En 2018, une grande entreprise de construction appartenant à l'État chinois était en lice pour un contrat visant à développer les infrastructures aéroportuaires du Groenland. Mais après que les États-Unis ont fait part de leurs inquiétudes, le gouvernement danois est intervenu pour financer le projet, et l'entreprise chinoise a finalement retiré son offre.
Les richesses minérales constituent un autre atout stratégique majeur du Groenland. L'intérêt mondial se concentre principalement sur deux sites, Kvanefjeld et Tanbreez, qui contiennent des gisements de minéraux rares.
Les terres rares sont essentielles à la fabrication de matériaux industriels importants que l'on trouve dans des produits allant des haut-parleurs et des smartphones aux véhicules électriques et aux composants haute performance utilisés dans les avions.
Les entreprises chinoises occupent déjà une position de leader mondial dans l'extraction et le traitement des terres rares, et une participation dans les gisements du Groenland consoliderait cette position.
Les entreprises chinoises ont pris des mesures pour acquérir des participations dans les gisements minéraux du Groenland, mais comme pour les projets de développement aéroportuaire, celles-ci se sont heurtées à des obstacles politiques.

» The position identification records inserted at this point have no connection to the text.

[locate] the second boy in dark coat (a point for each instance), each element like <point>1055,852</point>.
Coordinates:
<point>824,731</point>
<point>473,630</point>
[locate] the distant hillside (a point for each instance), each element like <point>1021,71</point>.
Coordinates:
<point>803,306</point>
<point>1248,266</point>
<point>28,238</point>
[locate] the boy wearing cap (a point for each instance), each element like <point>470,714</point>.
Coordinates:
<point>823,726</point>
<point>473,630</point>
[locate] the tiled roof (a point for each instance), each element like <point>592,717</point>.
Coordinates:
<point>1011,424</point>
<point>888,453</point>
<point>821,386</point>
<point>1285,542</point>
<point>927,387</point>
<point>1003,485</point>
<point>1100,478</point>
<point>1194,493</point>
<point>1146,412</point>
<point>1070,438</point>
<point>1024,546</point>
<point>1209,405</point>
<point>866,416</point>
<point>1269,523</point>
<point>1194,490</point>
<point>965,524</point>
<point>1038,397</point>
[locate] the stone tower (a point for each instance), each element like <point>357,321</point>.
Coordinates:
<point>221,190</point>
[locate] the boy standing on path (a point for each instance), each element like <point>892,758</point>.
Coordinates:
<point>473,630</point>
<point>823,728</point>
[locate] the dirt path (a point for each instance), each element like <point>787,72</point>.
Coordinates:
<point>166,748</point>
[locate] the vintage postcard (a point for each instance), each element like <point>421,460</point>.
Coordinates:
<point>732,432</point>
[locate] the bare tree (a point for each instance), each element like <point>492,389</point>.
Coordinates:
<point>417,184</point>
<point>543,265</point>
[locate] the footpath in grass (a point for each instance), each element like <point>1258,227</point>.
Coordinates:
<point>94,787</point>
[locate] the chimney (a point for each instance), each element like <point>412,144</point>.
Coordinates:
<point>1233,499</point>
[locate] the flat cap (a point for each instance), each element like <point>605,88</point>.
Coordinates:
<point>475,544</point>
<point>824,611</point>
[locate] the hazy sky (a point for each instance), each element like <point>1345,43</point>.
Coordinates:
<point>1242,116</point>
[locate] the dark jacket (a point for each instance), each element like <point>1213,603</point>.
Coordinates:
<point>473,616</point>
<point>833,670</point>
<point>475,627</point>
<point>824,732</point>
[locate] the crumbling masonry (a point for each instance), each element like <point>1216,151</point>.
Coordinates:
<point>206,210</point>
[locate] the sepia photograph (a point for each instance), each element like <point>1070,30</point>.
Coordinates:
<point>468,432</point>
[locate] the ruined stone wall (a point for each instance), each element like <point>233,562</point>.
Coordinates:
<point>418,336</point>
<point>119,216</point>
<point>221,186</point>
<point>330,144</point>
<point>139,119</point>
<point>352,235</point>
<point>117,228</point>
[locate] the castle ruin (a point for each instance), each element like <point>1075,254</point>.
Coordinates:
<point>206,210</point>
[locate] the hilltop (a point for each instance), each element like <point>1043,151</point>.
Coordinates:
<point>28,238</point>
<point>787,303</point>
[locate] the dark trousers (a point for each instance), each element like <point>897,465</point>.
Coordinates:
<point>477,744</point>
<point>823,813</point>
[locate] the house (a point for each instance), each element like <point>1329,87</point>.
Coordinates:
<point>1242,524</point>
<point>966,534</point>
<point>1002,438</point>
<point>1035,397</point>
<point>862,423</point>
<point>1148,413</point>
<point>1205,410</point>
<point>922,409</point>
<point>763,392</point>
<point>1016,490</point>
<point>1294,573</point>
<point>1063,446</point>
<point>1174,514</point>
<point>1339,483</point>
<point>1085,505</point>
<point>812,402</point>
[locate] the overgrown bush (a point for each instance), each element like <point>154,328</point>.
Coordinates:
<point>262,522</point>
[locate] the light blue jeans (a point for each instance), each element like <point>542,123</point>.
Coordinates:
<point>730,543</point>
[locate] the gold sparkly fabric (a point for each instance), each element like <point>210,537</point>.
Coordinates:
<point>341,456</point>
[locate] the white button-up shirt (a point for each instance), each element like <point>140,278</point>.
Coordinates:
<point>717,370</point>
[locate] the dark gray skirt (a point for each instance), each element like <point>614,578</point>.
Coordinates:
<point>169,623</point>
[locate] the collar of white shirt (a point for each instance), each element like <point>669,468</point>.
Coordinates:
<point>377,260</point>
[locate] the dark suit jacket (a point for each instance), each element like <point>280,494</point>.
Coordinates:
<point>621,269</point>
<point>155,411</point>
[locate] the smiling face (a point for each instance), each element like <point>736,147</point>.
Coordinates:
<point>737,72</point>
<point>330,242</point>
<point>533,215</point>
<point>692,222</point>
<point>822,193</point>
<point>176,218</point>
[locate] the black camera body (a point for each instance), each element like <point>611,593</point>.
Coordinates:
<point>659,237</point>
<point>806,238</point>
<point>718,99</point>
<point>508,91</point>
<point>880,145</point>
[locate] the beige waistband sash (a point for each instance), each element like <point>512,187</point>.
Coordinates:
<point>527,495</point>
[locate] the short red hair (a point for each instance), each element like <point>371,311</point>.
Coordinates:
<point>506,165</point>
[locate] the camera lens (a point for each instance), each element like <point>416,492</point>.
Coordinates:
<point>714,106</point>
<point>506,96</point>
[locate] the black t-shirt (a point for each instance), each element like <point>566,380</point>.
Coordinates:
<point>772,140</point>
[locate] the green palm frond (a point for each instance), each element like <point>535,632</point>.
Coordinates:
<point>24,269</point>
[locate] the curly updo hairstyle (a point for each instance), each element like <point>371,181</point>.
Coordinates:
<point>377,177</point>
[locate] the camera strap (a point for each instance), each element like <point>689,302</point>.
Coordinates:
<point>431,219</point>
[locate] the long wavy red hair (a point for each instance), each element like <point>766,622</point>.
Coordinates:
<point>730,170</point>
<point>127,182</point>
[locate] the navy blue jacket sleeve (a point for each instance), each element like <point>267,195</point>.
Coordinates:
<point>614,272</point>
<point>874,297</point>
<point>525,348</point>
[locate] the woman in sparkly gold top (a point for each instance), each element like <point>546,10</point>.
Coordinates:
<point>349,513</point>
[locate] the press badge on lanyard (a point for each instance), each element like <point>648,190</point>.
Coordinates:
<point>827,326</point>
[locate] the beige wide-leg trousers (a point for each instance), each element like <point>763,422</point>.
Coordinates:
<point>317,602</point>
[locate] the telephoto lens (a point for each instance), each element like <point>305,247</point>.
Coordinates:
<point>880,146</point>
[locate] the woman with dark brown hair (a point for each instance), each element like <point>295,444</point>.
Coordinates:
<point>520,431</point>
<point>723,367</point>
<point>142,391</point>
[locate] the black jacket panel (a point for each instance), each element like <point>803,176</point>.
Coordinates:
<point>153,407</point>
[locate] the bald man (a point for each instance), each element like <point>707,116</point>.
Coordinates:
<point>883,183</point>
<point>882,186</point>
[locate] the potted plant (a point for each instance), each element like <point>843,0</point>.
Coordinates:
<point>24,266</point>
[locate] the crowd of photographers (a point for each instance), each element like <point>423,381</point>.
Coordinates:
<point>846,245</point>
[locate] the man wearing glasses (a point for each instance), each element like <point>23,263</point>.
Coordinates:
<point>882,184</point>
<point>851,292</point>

La société chinoise Shenghe Resources a acquis la deuxième plus grande participation dans le projet Kvanefjeld, mais elle a cessé sa production après que le Groenland a adopté une loi interdisant l'exploitation minière de l'uranium.
Par ailleurs, Tanbreez a été rachetée par la société new-yorkaise Critical Metals Corp, apparemment après que les autorités américaines aient fait pression sur l'ancien propriétaire pour qu'il ne la vende pas à une entreprise chinoise.